3 Comments
  1. Suresh Surulimuthu 4 years ago

    @viki19 Videos on MA, RSI & Fibonacci are available in EQSIS You tube channel. Please go through the same. I would like to give my answers for those questions.

    1) Moving average is the most common and familiar trend-following. They smooth a data series and make it easier to spot trends. The two most popular types of moving averages are the Simple Moving Average (SMA) and the Exponential Moving Average (EMA). The moving averages work better in trending market but not in trading markets (Sideways).

    2) Relative Strength Index (RSI) is part of a class of indicators called momentum oscillators. It is a non-trending indicator. RSI works well in the trading markets (Sideways). RSI gives the overbought and over sold conditions.
    In RSI scale, the chart goes below 30 mark, it indicates the weakness and when it goes above 70 marks it indicates strength.
    When the indication goes below 30 mark and return, it shows the stock is oversold and buyers are coming into picture. Here is the point we can buy the stock. i.e. in oversold zone.
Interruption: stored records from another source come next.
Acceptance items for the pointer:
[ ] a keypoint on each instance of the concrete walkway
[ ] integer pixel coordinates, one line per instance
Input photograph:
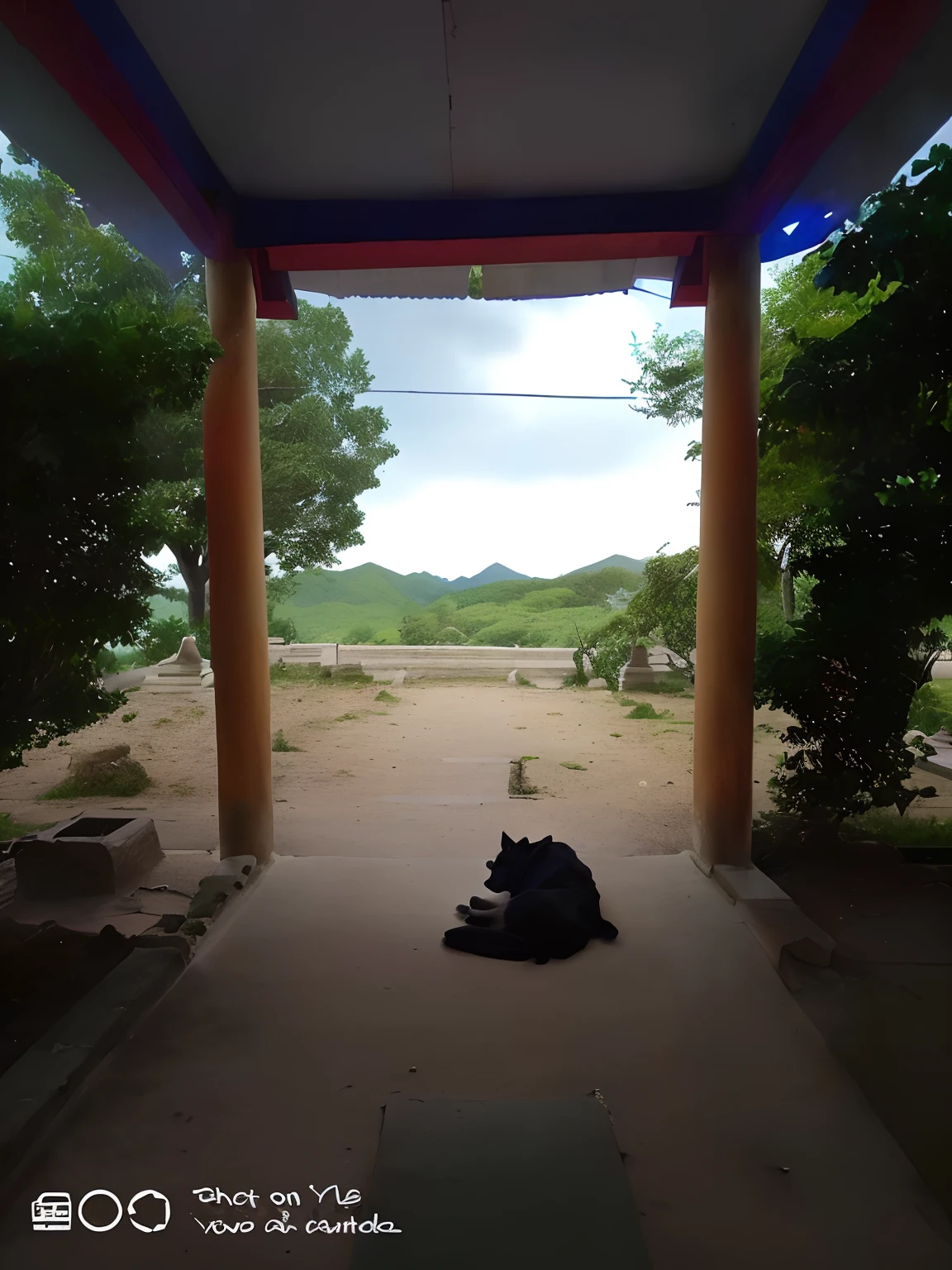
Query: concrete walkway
(326, 990)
    3) The Fibonacci sequence is the series of numbers: 0, 1, 1, 2, 3, 5, 8, 13, 21, 34 …………..
    The next number is found by adding up the two numbers before it. In Mathematics and in arts, ratio is considered Golden, if ratio of the sum of two quantities to the larger quantity is equal to the ratio of the larger quantity to the smaller quantity. There are two quantities say A and B, where A is larger than B.
    If (A+B)/A= A/B then answer is Golden Ratio which is 1.6180339887…
    This Golden ratio is observed, if you take ratio of any two successive Fibonacci numbers. It comes very close to 1.618034.

    4) It’s based on the numbers identified in Fibonacci sequence to define area of support and resistance. It is created by taking two extreme points (usually a major peak and trough) on a price chart and then dividing the vertical distance by key Fibonacci ratios of 23.6%, 38.2%, 50%, 61.8% and 100%. Once these levels are identified, horizontal lines are drawn to indicate areas of support or resistance at the key Fibonacci levels before prices continue to move in the original direction.